Besser schlafen: Gewohnheiten, Insomnie und Hilfe

Besserer Schlaf ist kein Wettbewerb um den höchsten Tiefschlafwert. Entscheidend sind ausreichend Gelegenheit zum Schlafen und das Befinden am Tag. Eine regelmäßige Routine kann helfen; anhaltende Insomnie braucht häufig eine gezielte Behandlung. Dafür müssen Sie nicht zuerst eine Reihe von Nahrungsergänzungsmitteln ausprobieren.
Mit Rhythmus und Gelegenheit beginnen
Wählen Sie eine möglichst regelmäßige Aufstehzeit und ausreichend Zeit zum Schlafen. Erwachsene benötigen häufig etwa 7–9 Stunden, mit individuellen Unterschieden. Tageslicht während des Wach-Tages und ein ruhigerer Abend können passen. Schichtarbeit, Pflegeaufgaben und Erkrankungen brauchen häufig mehr als den Rat, früher ins Bett zu gehen.

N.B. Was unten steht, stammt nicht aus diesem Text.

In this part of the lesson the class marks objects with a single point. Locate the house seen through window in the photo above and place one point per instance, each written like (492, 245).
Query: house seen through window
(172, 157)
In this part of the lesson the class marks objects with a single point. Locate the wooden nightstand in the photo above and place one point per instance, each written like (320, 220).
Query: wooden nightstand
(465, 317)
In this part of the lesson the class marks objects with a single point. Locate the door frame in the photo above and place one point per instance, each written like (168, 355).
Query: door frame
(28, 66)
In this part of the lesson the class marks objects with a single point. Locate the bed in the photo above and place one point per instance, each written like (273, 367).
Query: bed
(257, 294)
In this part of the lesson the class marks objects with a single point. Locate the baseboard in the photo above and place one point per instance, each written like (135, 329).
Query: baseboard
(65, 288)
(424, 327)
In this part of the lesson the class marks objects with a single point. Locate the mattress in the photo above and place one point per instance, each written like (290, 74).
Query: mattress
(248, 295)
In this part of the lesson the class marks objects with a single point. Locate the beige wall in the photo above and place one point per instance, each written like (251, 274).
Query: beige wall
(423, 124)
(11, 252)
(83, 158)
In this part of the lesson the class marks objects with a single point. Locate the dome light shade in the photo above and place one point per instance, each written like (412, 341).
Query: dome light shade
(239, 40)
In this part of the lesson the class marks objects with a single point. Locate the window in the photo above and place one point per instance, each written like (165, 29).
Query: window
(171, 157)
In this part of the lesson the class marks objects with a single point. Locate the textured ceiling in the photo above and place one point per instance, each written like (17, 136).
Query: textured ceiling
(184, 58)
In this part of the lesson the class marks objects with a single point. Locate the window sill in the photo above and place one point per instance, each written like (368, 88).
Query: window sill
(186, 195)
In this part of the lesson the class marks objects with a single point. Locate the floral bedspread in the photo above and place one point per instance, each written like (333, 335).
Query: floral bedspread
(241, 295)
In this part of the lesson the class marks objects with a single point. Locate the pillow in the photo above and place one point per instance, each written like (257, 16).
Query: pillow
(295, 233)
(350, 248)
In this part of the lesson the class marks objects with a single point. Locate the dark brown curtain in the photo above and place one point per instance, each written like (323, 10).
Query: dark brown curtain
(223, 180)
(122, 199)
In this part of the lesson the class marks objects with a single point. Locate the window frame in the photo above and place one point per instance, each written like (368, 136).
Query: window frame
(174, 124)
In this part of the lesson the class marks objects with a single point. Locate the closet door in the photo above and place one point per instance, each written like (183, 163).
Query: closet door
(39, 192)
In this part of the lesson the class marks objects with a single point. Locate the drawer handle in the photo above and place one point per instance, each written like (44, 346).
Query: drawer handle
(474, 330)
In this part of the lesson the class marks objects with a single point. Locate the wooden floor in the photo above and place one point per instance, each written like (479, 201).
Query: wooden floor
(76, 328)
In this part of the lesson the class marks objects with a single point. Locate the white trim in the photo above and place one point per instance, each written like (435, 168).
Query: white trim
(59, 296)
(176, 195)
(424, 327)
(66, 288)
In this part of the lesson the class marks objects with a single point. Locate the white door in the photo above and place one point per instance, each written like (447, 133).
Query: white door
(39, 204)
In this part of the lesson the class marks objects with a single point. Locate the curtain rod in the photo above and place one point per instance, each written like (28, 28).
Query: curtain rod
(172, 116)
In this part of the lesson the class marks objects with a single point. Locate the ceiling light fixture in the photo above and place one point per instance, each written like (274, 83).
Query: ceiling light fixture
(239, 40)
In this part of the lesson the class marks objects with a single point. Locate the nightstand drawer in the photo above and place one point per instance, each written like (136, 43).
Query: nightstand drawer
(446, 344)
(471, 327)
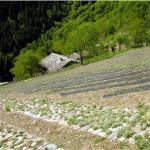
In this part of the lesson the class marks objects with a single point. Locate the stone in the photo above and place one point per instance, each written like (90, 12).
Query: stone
(131, 141)
(137, 128)
(121, 139)
(102, 134)
(50, 147)
(113, 136)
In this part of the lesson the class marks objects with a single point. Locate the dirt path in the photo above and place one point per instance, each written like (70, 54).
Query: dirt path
(63, 136)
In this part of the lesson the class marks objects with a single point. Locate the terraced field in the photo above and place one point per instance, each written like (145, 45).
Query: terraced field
(104, 102)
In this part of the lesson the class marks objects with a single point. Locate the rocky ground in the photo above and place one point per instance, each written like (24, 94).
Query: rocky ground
(124, 125)
(104, 105)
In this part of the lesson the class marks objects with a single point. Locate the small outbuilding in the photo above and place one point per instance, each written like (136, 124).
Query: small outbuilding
(54, 62)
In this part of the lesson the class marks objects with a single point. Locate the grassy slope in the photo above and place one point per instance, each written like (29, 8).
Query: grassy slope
(136, 57)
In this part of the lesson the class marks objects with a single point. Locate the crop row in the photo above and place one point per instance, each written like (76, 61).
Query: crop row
(68, 83)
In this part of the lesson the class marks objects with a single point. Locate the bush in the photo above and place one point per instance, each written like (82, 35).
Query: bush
(27, 65)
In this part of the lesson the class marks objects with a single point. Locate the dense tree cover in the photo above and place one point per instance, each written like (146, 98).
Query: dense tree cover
(23, 22)
(106, 24)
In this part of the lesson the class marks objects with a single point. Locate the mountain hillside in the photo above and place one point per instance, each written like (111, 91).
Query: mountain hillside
(89, 28)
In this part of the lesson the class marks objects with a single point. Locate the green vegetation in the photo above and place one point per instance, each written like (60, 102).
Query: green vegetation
(96, 30)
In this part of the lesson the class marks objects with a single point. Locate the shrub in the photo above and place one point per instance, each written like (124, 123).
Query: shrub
(27, 65)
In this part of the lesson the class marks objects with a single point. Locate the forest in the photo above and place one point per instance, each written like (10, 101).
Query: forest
(31, 30)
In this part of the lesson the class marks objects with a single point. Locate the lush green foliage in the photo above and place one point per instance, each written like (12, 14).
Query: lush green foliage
(23, 22)
(95, 28)
(27, 65)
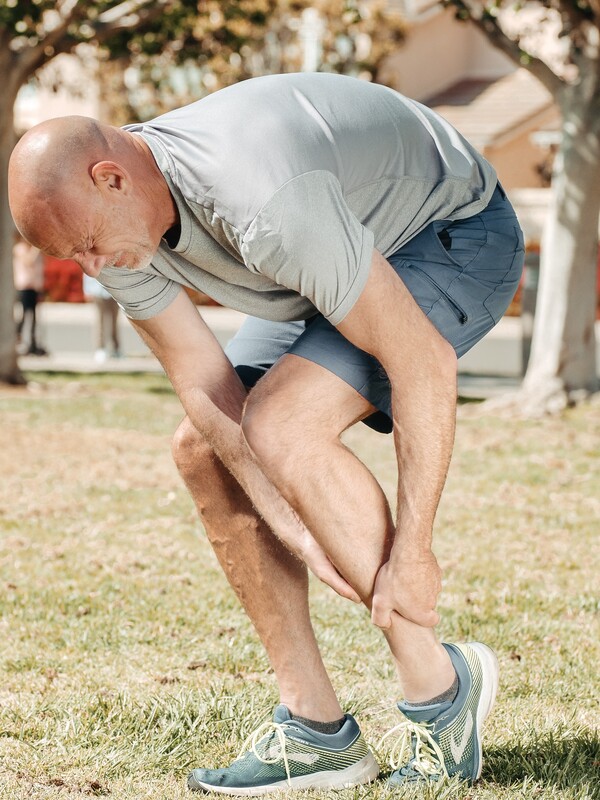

Schlafumgebung und Abend vereinfachen
Ein dunkles, ruhiges, angenehmes Zimmer und eine wiederholbare Abendroutine sind sinnvoll. Gehen Sie bei Schläfrigkeit ins Bett, statt stundenlang Schlaf erzwingen zu wollen. Verringern Sie helles Licht und anregende Bildschirmnutzung kurz vor dem Schlaf. Ein warmer Farbmodus garantiert nicht, dass ein heller Bildschirm wirkungslos bleibt.
Koffein, Alkohol und Messwerte prüfen
Empfindlichkeit und Koffeinabbau unterscheiden sich. Bei Schlafproblemen kann eine frühere letzte Koffeinaufnahme sinnvoll sein; 14 Uhr ist keine Grenze für jeden Tagesplan. Laut EFSA können bereits 100 mg nahe der Schlafenszeit bei manchen Erwachsenen den Schlaf beeinflussen. Alkohol kann müde machen, ist aber kein verlässliches Schlafmittel. Die Schlafphasenschätzung einer Uhr sollte nicht das Urteil über die ganze Nacht bestimmen.
Wenn Gewohnheiten allein nicht reichen
Bei chronischer Insomnie empfiehlt die AASM eine mehrteilige kognitive Verhaltenstherapie für Insomnie, KVT-I beziehungsweise CBT-I. Das ist eine strukturierte Behandlung, nicht nur eine Checkliste zur Schlafhygiene. Schlafhygiene allein wird nicht als ausreichende Behandlung empfohlen. Ärztlich lassen sich auch Medikamente, Stimmung, Schmerzen und andere Schlafstörungen abklären.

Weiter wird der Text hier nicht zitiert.